Isn’t it strange how Jamaica for at least two years in a row didn’t receive any credit on our progress report in a category called Additional Points even though our internal review shows that we have moved along English Language Learners who are obtaining Regents Diplomas? Where are our points? If DOE reviewed us fairly, they would have to admit we are performing miracles on a daily basis even with all of the obstacles they have placed in our way.
It looks like the DOE also undercounted our graduation rate just like they did last year. Therefore, it’s déjà vu or Ground Hog Day as we repeat the same scenario as last year. We must admit that many of us are tired of fighting with an employer that in my opinion does not play fair. However, we learned from last year’s experience and now is the time to wage another battle to keep going by exposing the truth. Hopefully, this blog piece will get the ball rolling.
As for the extra credit probe of jamaica High School for adding questionable credits to student transcripts that the NY Post is reporting on, I agree with Leonie Haimson that principals are cutting corners all over because of pressure to boost promotion and graduation rates.
High stakes decisions based on student progress are ridiculous when the school plays only a small part in determing student performance. Outside factors are far more important according to scholarly research and common sense. Hopefully, there will be a time when sanity returns to our schools.

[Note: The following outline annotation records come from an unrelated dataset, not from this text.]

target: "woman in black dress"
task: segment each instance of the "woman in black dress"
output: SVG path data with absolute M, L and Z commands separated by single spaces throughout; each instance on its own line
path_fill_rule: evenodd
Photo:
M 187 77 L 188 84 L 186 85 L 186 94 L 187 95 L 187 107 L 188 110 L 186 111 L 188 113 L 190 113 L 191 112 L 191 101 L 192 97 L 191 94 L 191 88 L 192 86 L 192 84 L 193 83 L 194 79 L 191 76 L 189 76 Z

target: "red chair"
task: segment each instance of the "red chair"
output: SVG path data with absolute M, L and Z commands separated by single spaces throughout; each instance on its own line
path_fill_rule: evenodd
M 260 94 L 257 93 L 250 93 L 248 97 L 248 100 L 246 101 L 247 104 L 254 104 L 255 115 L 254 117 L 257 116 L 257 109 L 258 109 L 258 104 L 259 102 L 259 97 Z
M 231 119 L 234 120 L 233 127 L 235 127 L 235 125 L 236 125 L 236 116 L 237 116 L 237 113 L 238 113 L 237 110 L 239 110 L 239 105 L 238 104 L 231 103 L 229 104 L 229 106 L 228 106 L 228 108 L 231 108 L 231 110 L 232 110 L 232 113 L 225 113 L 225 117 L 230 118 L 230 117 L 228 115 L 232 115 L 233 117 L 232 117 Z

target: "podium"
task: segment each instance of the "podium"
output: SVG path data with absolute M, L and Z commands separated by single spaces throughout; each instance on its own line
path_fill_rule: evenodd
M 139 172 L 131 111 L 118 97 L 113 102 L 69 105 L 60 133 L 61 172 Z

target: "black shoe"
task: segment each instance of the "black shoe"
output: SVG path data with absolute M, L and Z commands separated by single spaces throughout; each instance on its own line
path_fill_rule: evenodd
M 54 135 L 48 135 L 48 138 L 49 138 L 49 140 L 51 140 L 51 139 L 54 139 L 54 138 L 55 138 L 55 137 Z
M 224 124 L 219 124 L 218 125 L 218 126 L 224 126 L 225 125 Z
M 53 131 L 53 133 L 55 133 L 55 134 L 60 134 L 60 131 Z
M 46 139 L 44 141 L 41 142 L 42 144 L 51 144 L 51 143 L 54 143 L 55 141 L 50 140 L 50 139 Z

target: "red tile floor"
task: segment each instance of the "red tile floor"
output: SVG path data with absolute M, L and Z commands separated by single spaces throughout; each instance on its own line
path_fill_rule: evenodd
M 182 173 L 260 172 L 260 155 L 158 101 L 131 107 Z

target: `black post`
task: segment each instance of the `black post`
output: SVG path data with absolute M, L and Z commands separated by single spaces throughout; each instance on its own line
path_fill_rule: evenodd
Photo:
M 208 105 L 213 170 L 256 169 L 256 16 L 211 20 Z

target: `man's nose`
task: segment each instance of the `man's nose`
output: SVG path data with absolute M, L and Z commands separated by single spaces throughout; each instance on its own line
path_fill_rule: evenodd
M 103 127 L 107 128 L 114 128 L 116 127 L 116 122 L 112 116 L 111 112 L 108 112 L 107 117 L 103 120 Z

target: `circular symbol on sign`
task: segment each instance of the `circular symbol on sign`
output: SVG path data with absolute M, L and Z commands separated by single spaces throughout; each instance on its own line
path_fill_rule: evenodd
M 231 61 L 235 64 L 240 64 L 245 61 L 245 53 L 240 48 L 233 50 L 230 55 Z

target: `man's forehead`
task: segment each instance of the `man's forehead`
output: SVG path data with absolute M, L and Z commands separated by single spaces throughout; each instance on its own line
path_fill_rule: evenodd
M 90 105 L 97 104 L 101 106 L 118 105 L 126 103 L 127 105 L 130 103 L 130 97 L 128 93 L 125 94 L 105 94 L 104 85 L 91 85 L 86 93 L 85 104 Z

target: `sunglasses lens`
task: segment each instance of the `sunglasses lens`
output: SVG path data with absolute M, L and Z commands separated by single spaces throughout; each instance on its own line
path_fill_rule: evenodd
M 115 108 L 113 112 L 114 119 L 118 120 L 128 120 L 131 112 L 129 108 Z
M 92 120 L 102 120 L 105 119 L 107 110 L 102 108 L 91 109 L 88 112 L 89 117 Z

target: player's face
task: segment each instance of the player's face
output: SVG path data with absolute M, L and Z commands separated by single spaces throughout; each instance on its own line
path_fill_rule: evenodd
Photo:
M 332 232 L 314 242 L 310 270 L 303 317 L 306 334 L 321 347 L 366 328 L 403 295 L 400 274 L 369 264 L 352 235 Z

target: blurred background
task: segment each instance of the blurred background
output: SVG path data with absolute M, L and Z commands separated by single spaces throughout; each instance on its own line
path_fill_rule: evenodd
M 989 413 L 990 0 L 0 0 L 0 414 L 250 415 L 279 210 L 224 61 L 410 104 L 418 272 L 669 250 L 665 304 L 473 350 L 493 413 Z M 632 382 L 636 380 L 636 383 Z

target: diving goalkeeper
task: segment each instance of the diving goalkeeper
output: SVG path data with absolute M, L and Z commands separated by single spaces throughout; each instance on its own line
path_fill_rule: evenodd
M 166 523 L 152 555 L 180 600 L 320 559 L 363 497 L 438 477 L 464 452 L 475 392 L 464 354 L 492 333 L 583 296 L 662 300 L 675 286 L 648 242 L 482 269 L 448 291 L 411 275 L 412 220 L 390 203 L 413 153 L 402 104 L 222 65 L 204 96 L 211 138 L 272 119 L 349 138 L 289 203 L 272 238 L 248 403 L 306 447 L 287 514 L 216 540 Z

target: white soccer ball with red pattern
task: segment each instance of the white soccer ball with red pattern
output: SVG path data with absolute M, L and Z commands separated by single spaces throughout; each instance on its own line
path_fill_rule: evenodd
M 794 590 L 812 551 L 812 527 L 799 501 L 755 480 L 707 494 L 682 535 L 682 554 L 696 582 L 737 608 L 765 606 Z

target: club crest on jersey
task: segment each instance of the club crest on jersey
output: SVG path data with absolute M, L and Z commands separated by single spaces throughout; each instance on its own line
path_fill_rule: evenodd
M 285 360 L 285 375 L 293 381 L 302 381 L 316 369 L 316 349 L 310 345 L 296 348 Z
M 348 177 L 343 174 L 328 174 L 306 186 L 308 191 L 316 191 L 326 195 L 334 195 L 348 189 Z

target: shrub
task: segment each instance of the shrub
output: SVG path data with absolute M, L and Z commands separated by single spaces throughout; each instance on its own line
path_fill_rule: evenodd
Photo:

Another Queens chapter leader with another brilliant piece.

(How come all these smart people have been opposed to the UFT/Unity Caucus leadership? Please show me anything comparable to these posts by the geniuses who run our union.)

Arthur Goldstein at HufPo: No Leeches Left Behind
If I were a doctor, and Bill Gates suggested the use of bloodletting to improve medicine, I'd be skeptical. Still, Gates has all that money, so he must know something. He gives it away freely, and asks only that everyone follow the programs he starts (and pay to sustain them in perpetuity once his seed money runs out). Oh, and that institutions that don't meet his expectations be closed and replaced by others that more closely follow his methods.
Bloodletting is of no medical value, so it's understandably unpopular with modern medical practitioners. On the other hand, "value-added" evaluations, or judging teachers by scores of their students, is also highly questionable. Day by day, it appears as dubious as bloodletting.